In our study, we only enrolled patients between 30–70 years old, which is the vast majority of the working population in Taiwan. Therefore, these findings cannot be extrapolated to subjects in different age ranges. Male to female ratio is 1.69. In further UUTS occurrence in our study, this ratio is higher in correspondence with previous Taiwanese population studies, in which the ratio is 1.55 after age adjustment, and also greater than that for the US population reported (Huang et al., 2013; Penniston et al., 2011).

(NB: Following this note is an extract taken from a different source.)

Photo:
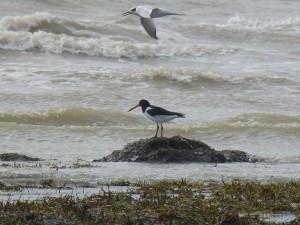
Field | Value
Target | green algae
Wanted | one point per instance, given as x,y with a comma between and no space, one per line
161,202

Although this study detected an association of chronic periodontits with subsequent UUTS development, aided by the use of national database, our results need to be carefully intepreted by knowing their limitations. First, the data were obtained from the NHI database; therefore, certain patient information, including blood pressure and serum glucose, cannot be obtained, which makes the diagnosis less accurate than those made through standardized procedures. Second, other confounding factors such as personal health behavior, diet, lifestyle, height, weight, waistline measurements, drinking and cigarette smoking could not be adjusted in the NHIRD administrative data set. Lastly, we identified patients by diagnostic code (ICD-9), and increased the accuracy of the UUTS diagnosis by the presence of the ICD code twice. The accuracy of chronic periodontitis diagnosis was increased by additional procedure codes. However, we cannot evaluate the severity of disease and the composition of UUTS. Further prospective randomized study may be needed to elucidate the findings of this study and investigate the cause of UUTS in patients with chronic periodontitis.
By using a population-based database, with a minimum 8 year follow-up, of chronic periodontitis in Taiwan, we discovered patients with CP are likely to develop UUTS. CP patients receiving treatment for periodontitis should also be told about its connection with further development of UUTS.